Two little girls emptied their Ziplocs of Pepperidge Farm Goldfish
onto the carpet & picked them up, one by one, with great delicacy,
before popping them into their mouths. Their mother, outside
smoking, kept an eye on them through the glass. After my cousin died,
my father died & then my brother. Next, my father’s older brother
& his wife. And, finally, after my mother died, I expected
to die myself. And because this happened very quickly
& because these were, really, almost all the people I knew,
I spent each day smashing dishes with one of my uncle’s hammers
& gluing them back together in new ways. It was strange work
& dangerous, even though I tried to protect myself—
wearing a quilted bathrobe & goggles & leather work gloves
& opening all the windows, even in snow, against the vapors
of the industrial adhesives. Most days now I get up late
& brew coffee & the smell rises from the old enamel pot
I’ve had to balance under the dark drip ever since the carafe
that came with the machine shattered in the dishwasher last month.

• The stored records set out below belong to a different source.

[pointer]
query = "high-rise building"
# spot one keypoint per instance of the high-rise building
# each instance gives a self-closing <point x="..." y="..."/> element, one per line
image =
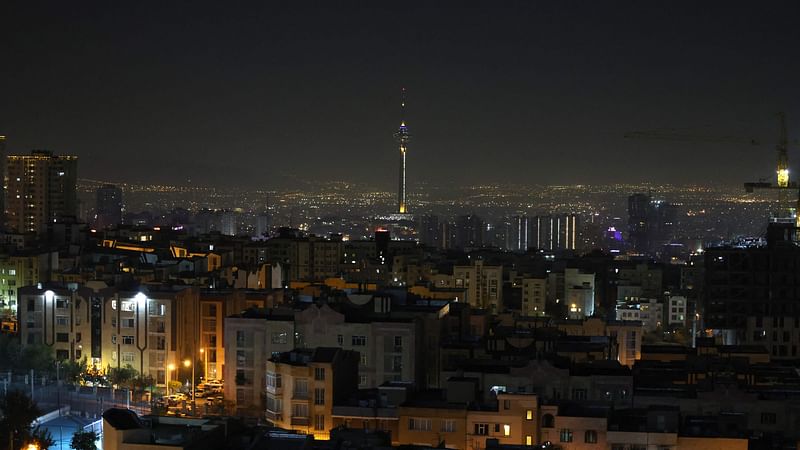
<point x="429" y="231"/>
<point x="469" y="231"/>
<point x="751" y="293"/>
<point x="559" y="232"/>
<point x="263" y="224"/>
<point x="403" y="137"/>
<point x="227" y="223"/>
<point x="519" y="233"/>
<point x="651" y="223"/>
<point x="484" y="284"/>
<point x="2" y="175"/>
<point x="109" y="206"/>
<point x="41" y="189"/>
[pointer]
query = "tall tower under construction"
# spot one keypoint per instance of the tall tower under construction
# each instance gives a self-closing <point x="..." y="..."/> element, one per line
<point x="783" y="155"/>
<point x="402" y="140"/>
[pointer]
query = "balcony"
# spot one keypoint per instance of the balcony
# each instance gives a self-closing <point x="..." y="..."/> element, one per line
<point x="301" y="421"/>
<point x="359" y="412"/>
<point x="275" y="416"/>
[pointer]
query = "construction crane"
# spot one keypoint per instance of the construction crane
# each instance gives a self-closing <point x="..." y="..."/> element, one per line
<point x="783" y="181"/>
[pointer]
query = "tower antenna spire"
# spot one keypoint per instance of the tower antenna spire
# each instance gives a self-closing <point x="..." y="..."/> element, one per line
<point x="402" y="141"/>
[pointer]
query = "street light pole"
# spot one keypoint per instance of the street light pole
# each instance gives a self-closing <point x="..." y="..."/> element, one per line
<point x="205" y="364"/>
<point x="186" y="364"/>
<point x="170" y="368"/>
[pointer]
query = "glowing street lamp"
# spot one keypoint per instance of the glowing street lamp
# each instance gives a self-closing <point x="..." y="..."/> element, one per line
<point x="170" y="368"/>
<point x="188" y="363"/>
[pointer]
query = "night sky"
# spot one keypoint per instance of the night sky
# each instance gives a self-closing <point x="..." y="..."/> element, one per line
<point x="272" y="93"/>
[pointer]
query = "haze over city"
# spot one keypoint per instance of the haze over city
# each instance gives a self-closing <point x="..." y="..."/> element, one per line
<point x="510" y="225"/>
<point x="526" y="92"/>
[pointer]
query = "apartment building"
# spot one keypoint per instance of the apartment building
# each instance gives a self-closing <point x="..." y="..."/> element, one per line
<point x="484" y="284"/>
<point x="302" y="386"/>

One morning I found a lump in my breast & my vision narrowed
to a small dot & I began to sweat. My legs & arms felt weak,
& my heart thrashed behind its bars. We were not written
to be safe. In the old tales, the woodcutter’s daughter’s path
takes her, each time, through the dark forest. There are new words
for all of this: a shot of panic becomes the rustle of glucocorticoid
signalling the sympathetic nervous system into a response
regulated by the sensitivity of the hypothalamic-pituitary-adrenal axis.
And, as I go along, these freshly minted charms clatter together
in the tender doeskin of the throat as though the larynx
were nothing if not a sack of amulets tied with a cord & worn
around the neck. But I tell you I sat on the bathroom floor for hours,
trembling. And I can tell you this because the lump was just a lump
& some days now I don’t even dread the end although I know
it will arrive. The garage is filled with buckets of broken china.
The girls chased each other & waved their arms, casting spells,
the trim of their matching gingham dresses the electric pink
of the birds’ wings. They turned each other into princesses
& super-girls & then they pretended to change back.
Oh, no. You forgot to say forever—they took turns repeating
with dramatic dismay, melting into puddles of themselves,
their sandals & sunburned knees vanishing beneath their hems.

the pear :: jane hirshfield

November. One pear
sways on the tree past leaves, past reason.
In the nursing home, my friend has fallen.
Chased, he said, from the freckled woods
by angry Thoreau, Coleridge, and Beaumarchais.
Delusion too, it seems, can be well read.
He is courteous, well-spoken even in dread.
The old fineness in him hangs on
for dear life. “My mind now?
A small ship under the wake of a large.
They force you to walk on your heels here,
the angles matter. Four or five degrees,
and you’re lost.” Life is dear to him yet,
though he believes it his own fault he grieves,
his own fault his old friends have turned against him
like crows against an injured of their kind.
There is no kindness here, no flint of mercy.
Descend, descend,
some voice must urge, inside the pear stem.
The argument goes on, he cannot outrun it.
Dawnlight to dawnlight, I look: it is still there.